Moreover, because the plaintiffs sought a determination of their claim for attorney’s fees, their motion was dispositive of a claim of a party. Such dispositive motions are excluded from the reach of section 636(b)(1)(A). See Reynaga, 971 F.2d at 416; Taylor v. Oxford, 575 F.2d 152, 154 (7th Cir.1978) (“it was not intended that the magistrate would have the power to hear and determine dispositive motions[; i]t was only intended that a judge could assign a disposi-tive motion to a magistrate for hearing and submission of proposed findings and recommendation to the judge for ultimate disposition”). Similarly, by its own terms, the local rule at issue here applies only to magistrate orders entered under section 636(b)(1)(A) that determine “Nondispositive Pretrial Matters.” See N.D.Cal.Local R. 410-2(a). We conclude that the magistrate was not authorized under section 636(b)(1)(A) to enter a final order on the plaintiffs’ motion for attorney’s fees because the motion did not involve a nondispositive pretrial matter. The magistrate’s error, however, was cured by the district court’s later de novo review of the magistrate’s findings and conclusions, and the court’s entry of its own order awarding attorney’s fees and costs.2
Accordingly, because the magistrate did not have the authority to enter a final order, the defendants’ notice of appeal from that order was a nullity and did not divest the district court of jurisdiction. See Garner, 663 F.2d at 838; Ruby, 365 F.2d at 389. We acquired jurisdiction by the filing of notices *660of appeal from the district court’s later fee order. 28 U.S.C. § 1291. The district court’s award of attorney’s fees is
AFFIRMED.3

. We dispose of the other issues raised in these consolidated appeals in a memorandum disposition filed simultaneously with this opinion.

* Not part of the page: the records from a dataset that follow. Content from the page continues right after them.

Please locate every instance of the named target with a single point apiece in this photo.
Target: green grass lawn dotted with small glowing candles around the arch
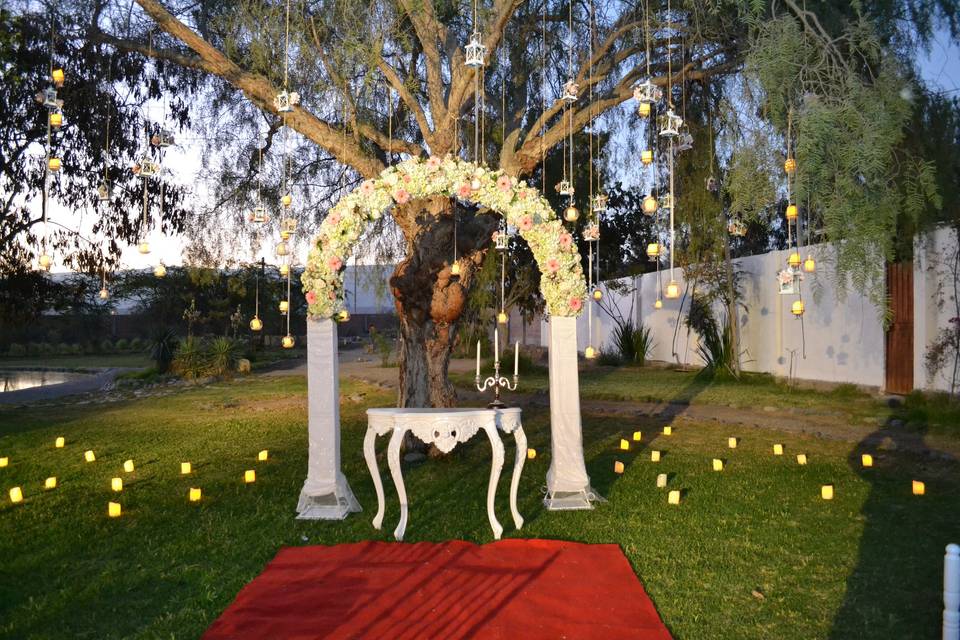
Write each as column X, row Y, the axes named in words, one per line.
column 752, row 551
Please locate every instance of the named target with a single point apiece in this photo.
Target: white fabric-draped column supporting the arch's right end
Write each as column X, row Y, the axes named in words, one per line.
column 568, row 486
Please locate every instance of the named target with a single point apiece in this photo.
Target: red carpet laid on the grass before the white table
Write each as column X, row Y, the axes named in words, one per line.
column 523, row 589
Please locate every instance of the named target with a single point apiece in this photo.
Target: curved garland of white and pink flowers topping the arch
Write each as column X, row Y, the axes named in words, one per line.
column 553, row 247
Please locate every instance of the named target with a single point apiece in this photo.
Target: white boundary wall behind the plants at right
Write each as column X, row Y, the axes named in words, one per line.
column 844, row 338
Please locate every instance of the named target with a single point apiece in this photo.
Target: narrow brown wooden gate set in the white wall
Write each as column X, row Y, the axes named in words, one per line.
column 899, row 338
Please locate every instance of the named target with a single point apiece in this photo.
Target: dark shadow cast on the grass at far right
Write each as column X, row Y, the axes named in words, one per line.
column 888, row 594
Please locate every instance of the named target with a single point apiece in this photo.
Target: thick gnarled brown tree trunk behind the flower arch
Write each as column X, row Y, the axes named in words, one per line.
column 429, row 299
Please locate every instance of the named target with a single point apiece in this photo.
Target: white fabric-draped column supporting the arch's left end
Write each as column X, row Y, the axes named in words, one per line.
column 326, row 494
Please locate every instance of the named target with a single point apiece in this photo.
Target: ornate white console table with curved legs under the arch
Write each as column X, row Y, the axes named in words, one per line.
column 445, row 428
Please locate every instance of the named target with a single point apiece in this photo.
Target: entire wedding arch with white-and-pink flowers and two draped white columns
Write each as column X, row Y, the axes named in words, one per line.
column 326, row 494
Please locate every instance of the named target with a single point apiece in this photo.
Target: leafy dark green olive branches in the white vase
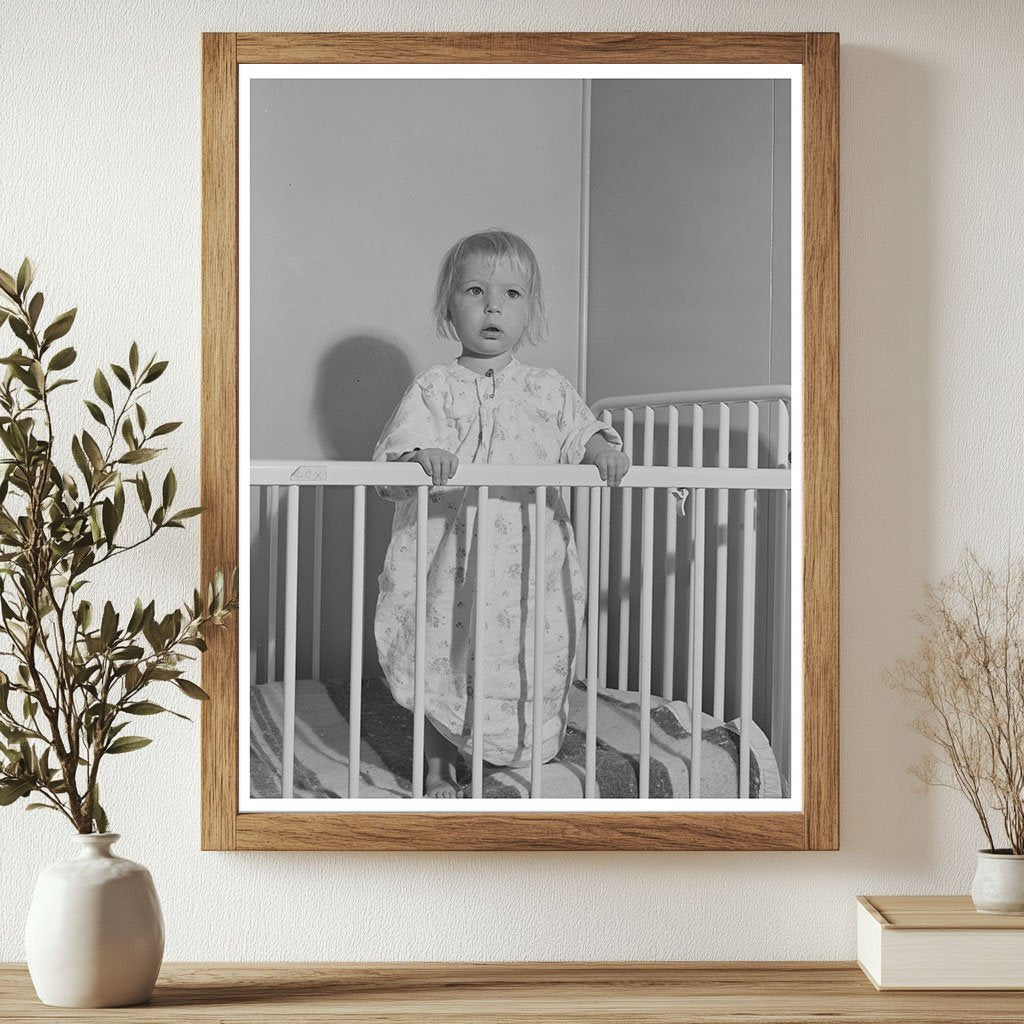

. Because the motion for attorney's fees and costs was not a pretrial matter, section 636 does not expressly allow the district court to refer it to a magistrate without the consent of the parties. See Columbia Record Prods., 966 F.2d at 516-17 (only section 636(c), which requires an affirmative statement of consent by the parties, authorizes magistrates to handle post-judgment matters). We need not decide whether a reference was permissible, however, because neither party has challenged the district court’s decision to refer the motion to a magistrate. We conclude that, because the district court exercised de novo review of the magistrate’s findings and conclusions, the parties suffered no prejudice, and the error, if any was committed, was therefore harmless. Cf. King v. Ionization Int'l, Inc., 825 F.2d 1180, 1185 (7th Cir.1987) (observing that "[n]o provision expressly authorizes the judge to assign a magistrate to post-judgment proceedings, although we can think of no good reason not to allow such assignments and the statute does have a catch-all section: ‘A magistrate may be assigned such additional duties as are not inconsistent with the Constitution and laws of the United States[;]’ " reasoning therefore that a magistrate could issue an order in a post-judgment proceeding that would be appealable to the district judge) (quoting 28 U.S.C. § 636(b)(3)); accord Colorado Bldg. & Constr., 879 F.2d at 811 (noting that courts have “consistently recognized that a magistrate exercising additional duties jurisdiction [under section 636(b)(3) ] remains constantly subject to the inherent supervisory power of the district judge and the judge retains the ultimate responsibility for decision making in every instance”) (quotations omitted) (collecting cases).

. The merits of the fee award are addressed in our accompanying memorandum disposition.